Devoted to the Propagation and Defense of New Testament Christianity
December 22, 1966
NUMBER 33, PAGE 2b-3a

A Study Of New Testament Canon II.

Harry E. Ozment

In our last article, we established five important facts:

(1) A study of the canon is a Bible subject.

(2) A study of the canon is important to you and me.

(3) The canon refers to those books which rightfully belong to the Bible.

(4) There is a difference between a book's canonicity and its authority.

(5) There were several factors which Christians and churches uses in determining a book's canonicity.

In this article, and in succeeding articles, we want to follow the formation of the canon and see how the different books were either rejected or accepted. By about 400 A.D. there was universal agreement regarding the exact canon; therefore, there is no need to look upon the pages of history after 400 A. D. Hence, we shall limit our study of the development of the canon to the years between ca. 50 A. D. (when the first New Testament book was written (and ca. 400 A. D. (when the formation of the canon was completed). For the sake of convenience, we shall divide these 350 years into five different periods of time and study the formation of the canon within each of these five time periods. We shall arbitrarily name the five periods as follows:

(1) The Apostolic Age (33-95 A.D.)

(2) The Apostolic Fathers Age (96-150 A.D.)

(3) The Greek Apologists Age (151-180 A.D.)

(4) The Later Ante-Nicene Fathers Age (181-325 A. D.)

(5) Early Church Council Age (ca. 397 A.D.)

We will explain the names of the periods of time as we come to each age in our discussion.

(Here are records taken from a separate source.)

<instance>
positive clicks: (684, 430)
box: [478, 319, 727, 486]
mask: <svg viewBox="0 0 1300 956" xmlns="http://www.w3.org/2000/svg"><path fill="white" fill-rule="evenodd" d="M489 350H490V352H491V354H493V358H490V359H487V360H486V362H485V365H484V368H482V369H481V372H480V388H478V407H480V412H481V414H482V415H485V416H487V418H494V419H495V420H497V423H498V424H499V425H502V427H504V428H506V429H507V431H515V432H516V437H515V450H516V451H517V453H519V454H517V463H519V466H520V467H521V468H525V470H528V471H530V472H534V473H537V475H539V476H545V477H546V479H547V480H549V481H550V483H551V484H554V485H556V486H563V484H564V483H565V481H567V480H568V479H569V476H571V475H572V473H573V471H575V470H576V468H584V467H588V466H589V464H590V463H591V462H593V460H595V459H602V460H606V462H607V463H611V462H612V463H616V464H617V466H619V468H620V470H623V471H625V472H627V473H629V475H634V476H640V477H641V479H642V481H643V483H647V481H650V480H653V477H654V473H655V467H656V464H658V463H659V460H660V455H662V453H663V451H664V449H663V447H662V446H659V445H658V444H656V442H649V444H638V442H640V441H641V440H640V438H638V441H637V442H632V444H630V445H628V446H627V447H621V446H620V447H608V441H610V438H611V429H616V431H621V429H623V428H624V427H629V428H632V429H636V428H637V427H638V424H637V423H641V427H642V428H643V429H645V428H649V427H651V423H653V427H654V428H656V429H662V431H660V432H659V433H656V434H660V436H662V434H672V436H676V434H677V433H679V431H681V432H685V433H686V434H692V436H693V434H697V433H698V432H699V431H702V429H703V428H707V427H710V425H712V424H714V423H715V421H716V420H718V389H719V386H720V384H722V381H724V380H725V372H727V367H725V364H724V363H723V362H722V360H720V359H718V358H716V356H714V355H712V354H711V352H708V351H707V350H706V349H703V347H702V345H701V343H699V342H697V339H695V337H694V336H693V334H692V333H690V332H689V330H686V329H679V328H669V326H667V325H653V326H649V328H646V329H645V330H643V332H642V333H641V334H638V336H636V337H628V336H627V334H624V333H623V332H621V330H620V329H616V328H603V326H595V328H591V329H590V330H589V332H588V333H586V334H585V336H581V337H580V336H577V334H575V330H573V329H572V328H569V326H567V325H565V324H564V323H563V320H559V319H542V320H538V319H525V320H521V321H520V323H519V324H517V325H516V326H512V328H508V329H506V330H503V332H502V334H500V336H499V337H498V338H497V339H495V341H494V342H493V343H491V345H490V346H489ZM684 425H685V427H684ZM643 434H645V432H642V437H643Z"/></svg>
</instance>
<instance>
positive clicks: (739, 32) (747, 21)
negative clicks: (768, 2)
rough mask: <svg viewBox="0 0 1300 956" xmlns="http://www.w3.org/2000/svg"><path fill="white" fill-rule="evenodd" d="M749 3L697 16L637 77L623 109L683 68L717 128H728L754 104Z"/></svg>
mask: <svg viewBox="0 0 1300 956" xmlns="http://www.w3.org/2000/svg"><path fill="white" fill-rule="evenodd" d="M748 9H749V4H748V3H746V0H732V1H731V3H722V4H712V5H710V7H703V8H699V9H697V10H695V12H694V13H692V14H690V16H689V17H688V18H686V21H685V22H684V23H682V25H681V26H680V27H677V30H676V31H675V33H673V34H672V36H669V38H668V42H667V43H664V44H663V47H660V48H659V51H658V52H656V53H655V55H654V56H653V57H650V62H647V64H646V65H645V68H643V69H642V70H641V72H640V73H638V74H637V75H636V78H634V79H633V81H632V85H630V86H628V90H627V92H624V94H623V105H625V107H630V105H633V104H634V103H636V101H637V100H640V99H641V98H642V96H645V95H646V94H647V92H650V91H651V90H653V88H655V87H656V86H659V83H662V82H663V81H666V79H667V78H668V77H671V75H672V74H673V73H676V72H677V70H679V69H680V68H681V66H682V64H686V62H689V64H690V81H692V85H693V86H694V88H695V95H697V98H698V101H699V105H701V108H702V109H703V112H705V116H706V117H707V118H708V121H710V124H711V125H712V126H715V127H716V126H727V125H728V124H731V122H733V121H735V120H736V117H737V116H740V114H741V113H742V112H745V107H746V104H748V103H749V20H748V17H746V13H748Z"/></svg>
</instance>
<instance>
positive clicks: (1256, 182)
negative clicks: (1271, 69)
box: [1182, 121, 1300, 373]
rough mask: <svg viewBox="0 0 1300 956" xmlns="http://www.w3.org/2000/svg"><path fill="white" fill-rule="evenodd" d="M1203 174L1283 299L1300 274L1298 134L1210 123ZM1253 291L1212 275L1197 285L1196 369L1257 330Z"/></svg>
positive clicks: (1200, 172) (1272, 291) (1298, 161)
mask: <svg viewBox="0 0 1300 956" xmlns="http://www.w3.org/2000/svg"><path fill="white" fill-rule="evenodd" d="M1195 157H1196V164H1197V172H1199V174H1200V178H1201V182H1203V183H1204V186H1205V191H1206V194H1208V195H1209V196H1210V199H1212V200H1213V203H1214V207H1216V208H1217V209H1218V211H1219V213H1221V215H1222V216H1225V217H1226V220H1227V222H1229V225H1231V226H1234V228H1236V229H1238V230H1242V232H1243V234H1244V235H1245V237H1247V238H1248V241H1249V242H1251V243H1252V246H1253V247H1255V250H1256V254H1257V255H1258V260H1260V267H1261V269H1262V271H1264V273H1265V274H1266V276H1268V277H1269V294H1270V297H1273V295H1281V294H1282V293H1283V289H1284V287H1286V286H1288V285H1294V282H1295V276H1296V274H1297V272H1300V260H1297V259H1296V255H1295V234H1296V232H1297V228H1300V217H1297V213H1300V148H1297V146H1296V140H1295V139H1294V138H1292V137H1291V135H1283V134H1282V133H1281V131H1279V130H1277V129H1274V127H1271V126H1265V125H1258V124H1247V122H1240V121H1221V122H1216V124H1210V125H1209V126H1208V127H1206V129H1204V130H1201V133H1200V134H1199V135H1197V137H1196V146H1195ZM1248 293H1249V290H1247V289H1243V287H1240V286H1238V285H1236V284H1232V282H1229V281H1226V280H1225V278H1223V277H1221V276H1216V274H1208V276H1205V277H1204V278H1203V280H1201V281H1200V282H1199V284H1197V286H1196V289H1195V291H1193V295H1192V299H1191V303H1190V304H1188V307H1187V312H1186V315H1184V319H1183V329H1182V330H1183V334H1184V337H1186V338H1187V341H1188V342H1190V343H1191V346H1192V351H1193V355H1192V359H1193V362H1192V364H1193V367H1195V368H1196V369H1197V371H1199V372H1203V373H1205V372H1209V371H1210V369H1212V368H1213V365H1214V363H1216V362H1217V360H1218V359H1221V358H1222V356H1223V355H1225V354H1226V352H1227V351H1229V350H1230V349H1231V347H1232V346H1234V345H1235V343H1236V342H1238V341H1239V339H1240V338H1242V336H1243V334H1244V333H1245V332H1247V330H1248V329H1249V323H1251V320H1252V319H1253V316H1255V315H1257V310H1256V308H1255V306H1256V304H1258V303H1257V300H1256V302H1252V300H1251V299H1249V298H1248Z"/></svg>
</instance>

The earliest point at which we can study the canon of the New Testament is a study of the New Testament itself -- the Apostolic Age (the age of the apostles).

Of course, the books of the New Testament were written in this period, although it must be remembered that almost twenty years elapsed after the ascension of Christ before the first New Testament book was written. During this time, the church had as its only written Scripture the Old Testament. In fact, the apostles and preachers of the day preached Christ many times using the Old Testament as the "launching point". Peter used and quoted the Old Testament in his sermons recorded in Acts two, three, and ten. Stephen used the Old Testament in Acts seven to show how Christ fulfilled the Law. Philip preached to the Eunuch, using Isaiah 53 as a starting point. Wherever the apostle Paul went, he almost always preached from or referred to the Old Testament.

Some churches began to depend heavily upon the Old Law too heavily. The gospel of Christ and Christianity was being adulterated with Judaism. It was at this point that Paul wrote his Epistles to the Galatians and the Romans to defend the gospel. In Ga1.3:23-25, Paul writes: "Before faith came, we were kept in ward under the law, shut up unto the faith which should afterwards be revealed. So that the law is become our tutor to bring us unto Christ, that we might be justified by faith. But now that faith is come, we are no longer under a tutor."

There was, then, understandably enough, no "canon" during this period. This situation was due to the fact that there existed apostles and prophets, who were the revealers and interpreters of divine scripture. There was no pressing need of a canon as long as these men lived and declared the revealed word of God. The gospel was first taught by word of mouth, not by pen in hand. When a community received the oral message, however, there was a need to have a written law to govern Christians. The Pauline and other epistles met this need. Paul wrote in Eph. 3:3-5: "By revelation was made known unto me the mystery, as I wrote before in f ew words, whereby, when ye read, ye can perceive my understanding in the mystery of Christ; which in other generations was not made known unto the sons of men, as it hath now been revealed unto his holy apostles and prophets in the Spirit. " A short time later, there was seen the need for an accurate account of the life of Christ. Matthew, Mark, Luke, and John were written to satisfy this need. The Book of Acts supplied the need for an authentic history of some of the words of some of the apostles and a precise account of the early New Testament church, The Apocalypse (or, Revelation) was written to show the courage of the early Christians and the indestructibility of the kingdom of God.

In other articles, we shall study the development of the canon after ca. 100 A. D. In this article, we have learned:

(1) It took about 350 years to complete the formation of the entire canon.

(2) The Old Testament was the only written Scripture for the first few years of the church.

(3) Hence, there was no canon of the New Testament in the Apostolic Age.